Loss may also be complicated if the nature of the loss touches on social taboos or feelings of shame. Some may feel inhibited about confiding in friends and colleagues if they have lost a loved one through suicide or through a drug overdose. If a woman has found it necessary to terminate a pregnancy she may be overwhelmed by contradictory feelings yet find herself unable to confide them even to her closest friends.
 

Reactions to grief

When experiencing grief, it is normal to:
 
  • Feel like you are "going mad"
  • Have problems with concentration
  • Feel sad or depressed
  • Be irritable or angry (at the deceased, oneself, others)
  • Feel frustrated or misunderstood
  • Experience anxiety, nervousness, or fearfulness
  • Feel like you want to "run away”
  • Experience guilt and remorse
  • Be ambivalent
  • Feel numb
  • Lack energy and enthusiasm

Grief as a Process of Healing

There is no single process for dealing with grief. At one point it was widely believed that there were five identifiable stages of grief: denial, anger, bargaining, depression and acceptance. It was thought that these were experienced in sequence. Current thinking suggests that this model may be too rigid and that it’s possible to omit or to repeat stages, or to move back and forth between them.

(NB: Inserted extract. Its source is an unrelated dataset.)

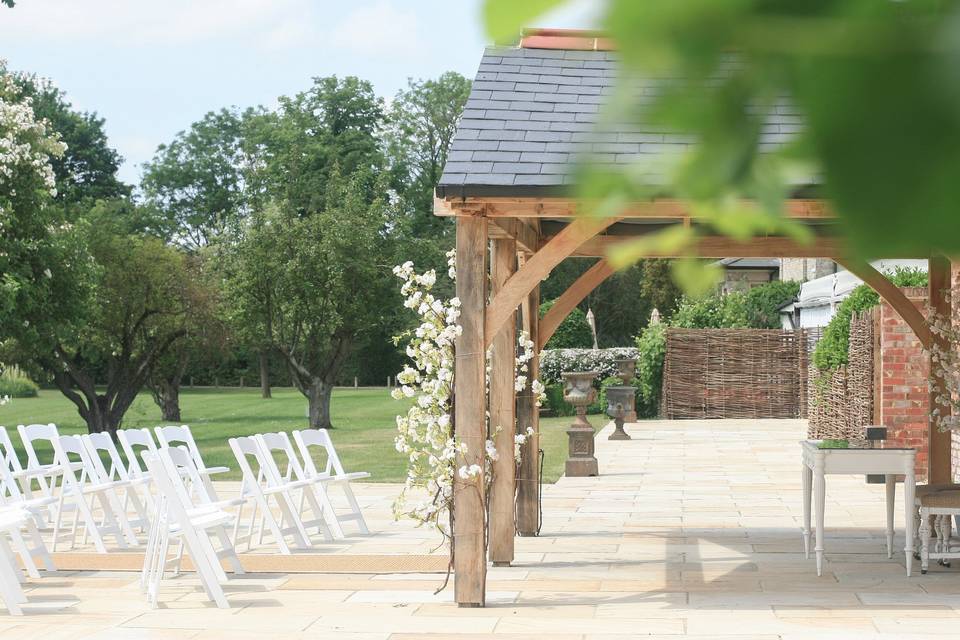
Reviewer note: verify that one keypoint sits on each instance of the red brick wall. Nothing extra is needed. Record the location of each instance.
(904, 399)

Grief is often experienced in cycles or waves. In time these waves may become less frequent and diminish in power. However, there may be times of the year - holidays, significant anniversaries – when you feel especially vulnerable. It helps to be patient with the grieving process and not to deny or to repress the feelings of loss. These feelings need to be experienced. What matters is to find a safe context in which to experience them.
 

How can counselling help?

Counselling can provide a safe and supportive space for you to release your feelings and to fully experience and acknowledge your loss.  The counselling relationship can help you to work through the healing process. This is particularly true if you feel ‘stuck’ in your grief and are finding it difficult to move on in your life.